Experts who warn that artificial intelligence poses catastrophic risks on par with nuclear annihilation ignore the gradual, diffused nature of technological development. As I argued in my 2008 book, The Venturesome Economy, transformative technologies – from steam engines, airplanes, computers, mobile telephony, and the internet to antibiotics and mRNA vaccines – evolve through a protracted, massively multiplayer game that defies top-down command and control.
Another takeaway from Bhide’s earlier book that I think is relevant here is that consumers and businesses that adopt technology are important drivers of innovation. In order to make technology practical, users adapt it and steer the direction of technical progress.
What we are seeing right now in AI is very accelerated development of technical capabilities of machine learning. But application development is not keeping pace. Bhide writes,
AI spans disparate techniques – such as machine learning, pattern recognition, and natural language processing – and has wide-ranging applications. Their common feature is mainly aspirational – to go beyond mere calculation to more speculative yet useful inferences and interpretations.
I added emphasis to the word “aspirational.” The new techniques aspire to achieve definitive solutions to problems that previously were only imperfectly and partially solved. But will this occur?
Will the new AI finally be able to make real-time language translation possible? I would bet “yes.” Will it be able to overcome what I call the Null Hypothesis and transform education by enabling personal tutoring, realizing the fictional Illustrated Primer of Neal Stephenson’s The Diamond Age? Of that I am cautiously optimistic but much less certain.
Bhide writes,
AI developers have been at work for more than seven decades, quietly inserting AI into everything from digital cameras and scanners to smartphones, automatic-braking and fuel-injection systems in cars, special effects in movies, Google searches, digital communications, and social-media platforms. And, as with other technological advances, AI has long been put to military and criminal uses.
Yet AI advances have been gradual and uncertain….The inaccuracy of 16 generations of professional dictation software (I bought the first in 1997) has repeatedly frustrated me.
Again, the high rate of technical improvement in AI over the past few years is undeniable. If software development were a sport, we would be witnessing new records being broken every week.
But the applications are way behind. Part of this is due to the Wayne Gretzky Principle. He famously said that in hockey you don’t skate to where the puck is—you skate to where it is going. If you are trying to build an application in the field of medical diagnostics, do you base your specifications on ChatGPT-4 or on what you expect such models will look like in 2025? The Gretzky Principle says to choose the latter, but that means that you will not have a product this year.
Most innovations do not immediately arrive in read-to-use form. Bhide writes,
As economic historian Nathan Rosenberg and many others have shown, transformative technologies do not suddenly appear out of the blue. Instead, meaningful advances require discovering and gradually overcoming many unanticipated problems.
In his own work, for example, Bhide tried to use the latest Large Language Models to help in writing his latest book.

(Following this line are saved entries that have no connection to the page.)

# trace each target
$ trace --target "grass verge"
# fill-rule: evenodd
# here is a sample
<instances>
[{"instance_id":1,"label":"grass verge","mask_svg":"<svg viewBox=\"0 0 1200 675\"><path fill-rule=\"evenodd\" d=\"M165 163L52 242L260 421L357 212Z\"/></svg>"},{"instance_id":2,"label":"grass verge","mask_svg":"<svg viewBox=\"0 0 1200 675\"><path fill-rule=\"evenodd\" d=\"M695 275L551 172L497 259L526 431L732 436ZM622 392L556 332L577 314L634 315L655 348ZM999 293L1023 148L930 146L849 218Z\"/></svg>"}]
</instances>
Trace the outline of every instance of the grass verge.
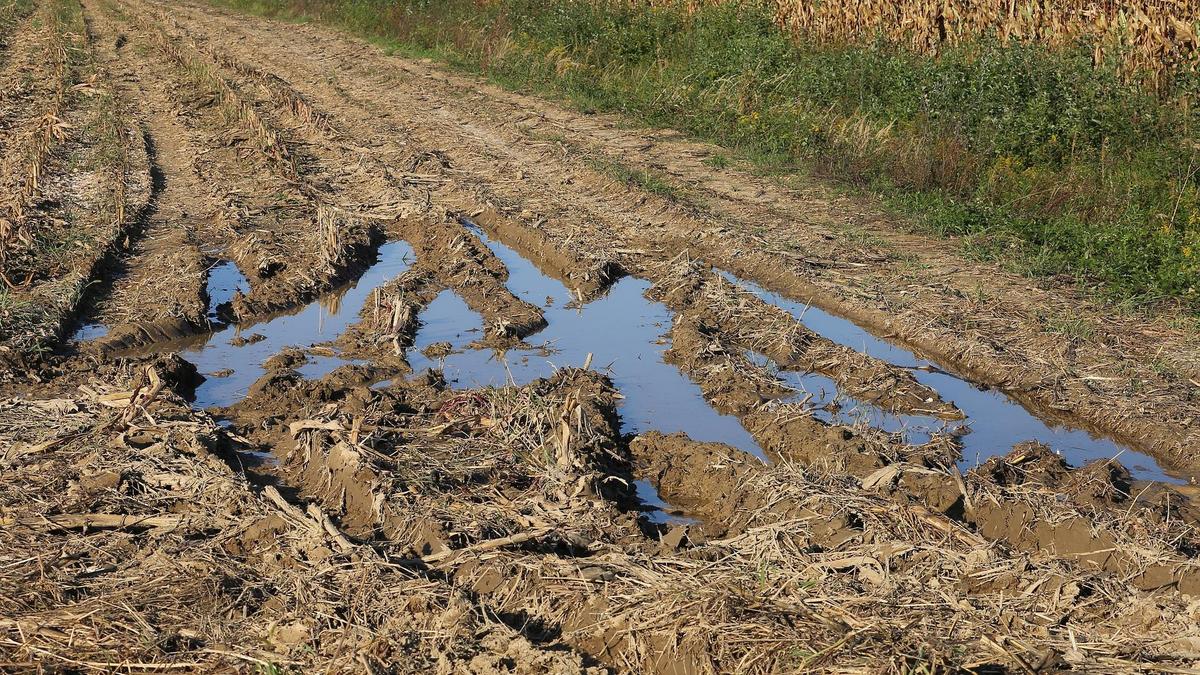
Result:
<instances>
[{"instance_id":1,"label":"grass verge","mask_svg":"<svg viewBox=\"0 0 1200 675\"><path fill-rule=\"evenodd\" d=\"M1188 103L1088 45L980 40L931 58L780 31L754 1L213 0L316 20L510 88L881 195L924 231L1129 307L1200 311L1200 157ZM726 160L716 159L721 168Z\"/></svg>"}]
</instances>

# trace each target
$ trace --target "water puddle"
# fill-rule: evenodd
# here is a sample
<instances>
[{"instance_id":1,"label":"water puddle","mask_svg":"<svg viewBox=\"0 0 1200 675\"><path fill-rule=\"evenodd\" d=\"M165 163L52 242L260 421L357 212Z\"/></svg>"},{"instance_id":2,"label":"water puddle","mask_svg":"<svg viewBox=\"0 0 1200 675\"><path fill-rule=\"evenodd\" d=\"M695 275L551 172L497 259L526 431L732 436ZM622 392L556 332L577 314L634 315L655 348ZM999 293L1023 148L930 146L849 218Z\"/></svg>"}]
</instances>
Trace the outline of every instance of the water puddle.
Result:
<instances>
[{"instance_id":1,"label":"water puddle","mask_svg":"<svg viewBox=\"0 0 1200 675\"><path fill-rule=\"evenodd\" d=\"M68 338L68 342L74 342L77 344L82 342L90 342L92 340L99 340L105 335L108 335L108 326L95 322L84 323L80 324L79 328L76 328L75 332L71 333L71 337Z\"/></svg>"},{"instance_id":2,"label":"water puddle","mask_svg":"<svg viewBox=\"0 0 1200 675\"><path fill-rule=\"evenodd\" d=\"M196 365L207 379L196 389L195 405L229 406L240 401L250 385L266 372L262 364L287 347L309 347L337 337L358 320L358 312L375 288L408 269L412 247L394 241L379 247L376 261L357 281L321 296L303 308L256 324L229 324L209 334L199 345L185 347L179 355ZM228 263L217 281L209 277L210 312L228 303L245 277ZM225 265L213 268L217 269ZM214 286L217 292L214 293ZM308 355L298 370L305 377L321 377L334 369L358 363L331 350L330 355Z\"/></svg>"},{"instance_id":3,"label":"water puddle","mask_svg":"<svg viewBox=\"0 0 1200 675\"><path fill-rule=\"evenodd\" d=\"M801 403L812 411L813 417L827 424L869 426L899 437L910 445L922 445L935 436L961 433L961 422L947 424L945 420L926 415L892 413L877 405L865 403L842 393L837 383L824 375L781 370L770 358L757 352L743 352L746 359L770 372L795 390L793 396L780 399L786 403Z\"/></svg>"},{"instance_id":4,"label":"water puddle","mask_svg":"<svg viewBox=\"0 0 1200 675\"><path fill-rule=\"evenodd\" d=\"M560 281L478 227L467 227L508 268L509 291L541 306L548 325L528 340L535 344L533 349L476 348L472 343L482 335L482 317L458 296L444 292L421 314L421 328L408 355L415 372L440 368L458 389L519 386L549 377L561 367L582 366L590 357L591 366L606 372L623 397L617 408L622 433L681 431L697 441L726 443L766 459L736 417L714 410L700 387L663 360L672 314L665 305L646 299L648 282L625 277L604 296L580 307ZM637 481L635 488L649 522L696 522L659 498L648 481Z\"/></svg>"},{"instance_id":5,"label":"water puddle","mask_svg":"<svg viewBox=\"0 0 1200 675\"><path fill-rule=\"evenodd\" d=\"M233 318L230 303L239 292L250 292L250 282L246 280L246 276L233 261L222 260L208 270L208 278L205 283L208 292L208 313L205 318L214 326L229 323ZM102 323L88 322L80 324L71 333L68 342L81 344L99 340L105 335L108 335L108 326Z\"/></svg>"},{"instance_id":6,"label":"water puddle","mask_svg":"<svg viewBox=\"0 0 1200 675\"><path fill-rule=\"evenodd\" d=\"M443 344L459 351L482 337L483 317L468 307L454 291L442 291L421 312L421 327L417 330L414 343L418 353L409 356L409 365L413 370L436 367L433 365L436 359L420 352L432 345ZM446 377L450 379L451 375L447 374Z\"/></svg>"},{"instance_id":7,"label":"water puddle","mask_svg":"<svg viewBox=\"0 0 1200 675\"><path fill-rule=\"evenodd\" d=\"M682 511L663 501L650 481L634 481L633 487L637 490L638 499L645 507L642 515L647 521L655 525L696 525L700 523L699 520L688 517Z\"/></svg>"},{"instance_id":8,"label":"water puddle","mask_svg":"<svg viewBox=\"0 0 1200 675\"><path fill-rule=\"evenodd\" d=\"M663 360L668 347L663 335L672 315L665 305L646 299L648 282L625 277L604 296L577 307L557 279L478 228L470 229L508 268L509 290L543 306L549 325L530 339L542 344L503 353L472 348L482 320L461 300L442 294L421 315L409 353L414 371L440 367L459 389L523 385L558 368L582 366L590 354L592 367L606 372L624 397L618 406L622 432L682 431L694 440L727 443L765 459L736 417L713 410L700 388ZM435 358L423 353L442 342L454 352Z\"/></svg>"},{"instance_id":9,"label":"water puddle","mask_svg":"<svg viewBox=\"0 0 1200 675\"><path fill-rule=\"evenodd\" d=\"M250 292L250 282L232 260L223 260L208 270L207 286L208 322L214 325L229 323L234 297Z\"/></svg>"},{"instance_id":10,"label":"water puddle","mask_svg":"<svg viewBox=\"0 0 1200 675\"><path fill-rule=\"evenodd\" d=\"M962 467L977 466L990 457L1008 453L1022 441L1040 441L1058 452L1072 466L1096 459L1119 458L1134 476L1147 480L1180 482L1168 476L1149 455L1136 452L1116 441L1093 435L1082 429L1047 423L1020 403L995 389L980 388L960 377L943 372L932 361L875 337L852 321L834 316L816 307L788 300L763 287L725 271L718 272L731 283L758 296L764 302L787 310L796 320L824 337L901 368L910 369L920 383L933 388L942 398L953 401L967 416ZM789 376L790 377L790 376ZM811 376L806 376L811 377ZM906 420L909 422L911 420Z\"/></svg>"}]
</instances>

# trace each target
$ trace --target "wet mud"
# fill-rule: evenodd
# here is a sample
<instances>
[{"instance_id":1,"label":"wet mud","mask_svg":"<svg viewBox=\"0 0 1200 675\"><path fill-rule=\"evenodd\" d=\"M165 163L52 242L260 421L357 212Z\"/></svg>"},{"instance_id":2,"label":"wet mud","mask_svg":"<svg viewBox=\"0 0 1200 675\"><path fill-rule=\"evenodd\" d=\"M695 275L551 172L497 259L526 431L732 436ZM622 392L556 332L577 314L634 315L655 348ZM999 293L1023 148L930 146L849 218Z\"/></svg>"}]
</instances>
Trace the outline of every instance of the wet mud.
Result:
<instances>
[{"instance_id":1,"label":"wet mud","mask_svg":"<svg viewBox=\"0 0 1200 675\"><path fill-rule=\"evenodd\" d=\"M53 206L22 214L90 209L95 249L0 260L29 297L73 275L0 326L23 364L0 380L4 668L1200 662L1194 401L1133 333L1026 358L1048 343L996 323L1019 295L997 277L991 337L923 336L963 305L920 324L905 294L937 284L823 234L816 187L723 180L678 135L319 27L77 8L54 39L107 97L64 105L121 120L128 151L68 190L77 127ZM16 30L5 82L54 35ZM4 128L35 128L53 83L0 100ZM608 156L711 203L614 181Z\"/></svg>"}]
</instances>

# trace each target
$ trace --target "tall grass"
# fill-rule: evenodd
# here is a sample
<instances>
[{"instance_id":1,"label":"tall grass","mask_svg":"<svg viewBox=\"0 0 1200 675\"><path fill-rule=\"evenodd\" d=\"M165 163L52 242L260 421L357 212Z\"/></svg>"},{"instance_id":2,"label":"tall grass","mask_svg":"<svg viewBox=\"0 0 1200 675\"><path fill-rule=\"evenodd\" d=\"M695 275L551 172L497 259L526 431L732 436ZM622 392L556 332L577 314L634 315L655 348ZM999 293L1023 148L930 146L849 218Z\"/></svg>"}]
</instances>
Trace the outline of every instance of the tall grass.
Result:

whereas I found my 1990s Google searches to be invaluable timesavers, checking the accuracy of LLM responses made them productivity killers. Relying on them to help edit and illustrate my manuscript was also a waste of time. These experiences make me shudder to think about the buggy LLM-generated software being unleashed on the world.
I have said that the superpower of LLMs is that they make it easy to communicate with computers. But overcoming the models’ weaknesses, notably “hallucination,” will take time. And a lot of application-specific reinforcement learning may be required.
Once developers iron out the applications, they will find that innovation diffuses slowly in the world of business and consumers. Economic historian Paul David found that the this process took decades in the case of electric motors.
What does this mean for the existential risk scenarios? If existential risk follows from technological innovation alone (as with the atomic bomb), then we should be paying attention to what the leading-edge engineers are achieving—the records that are falling in the sport of AI. But if existential risk will only come from how the technology gets applied, then we need to pay attention to what application developers and consumers are up to, and their process of adapting new technology is slower.
Both Bhide's article and this response are great examples of how much AI discussion is a (mostly accidental) motte-and-bailey fallacy. Because there's no strong definition of "AI" as a moniker, it can apply to almost anything, and by using the same term for two very different concepts, we can all get very confused! On the one hand, machine learning is really cool, allowing computers to (e.g.) generate semi-plausible text (motte), and on the other, we've all seen _The Matrix_ (bailey).
When Bhide "shudder[s] to think about the buggy LLM-generated software being unleashed on the world" because of under-trained developers "writing" code with ChatGPT copypasta, he's referring to the motte, and when he (along with many commenters here and elsewhere) refers to "existential risks to humanity," he's referring to the bailey. ChatGPT is in no way Agent Smith from _The Matrix_. It just has a similar name.
I definitely think that Silicon Valley types overestimate the rate at which mainstream businesses and people will adopt AI. I suspect that the timeframe will be something akin to that of cloud computing.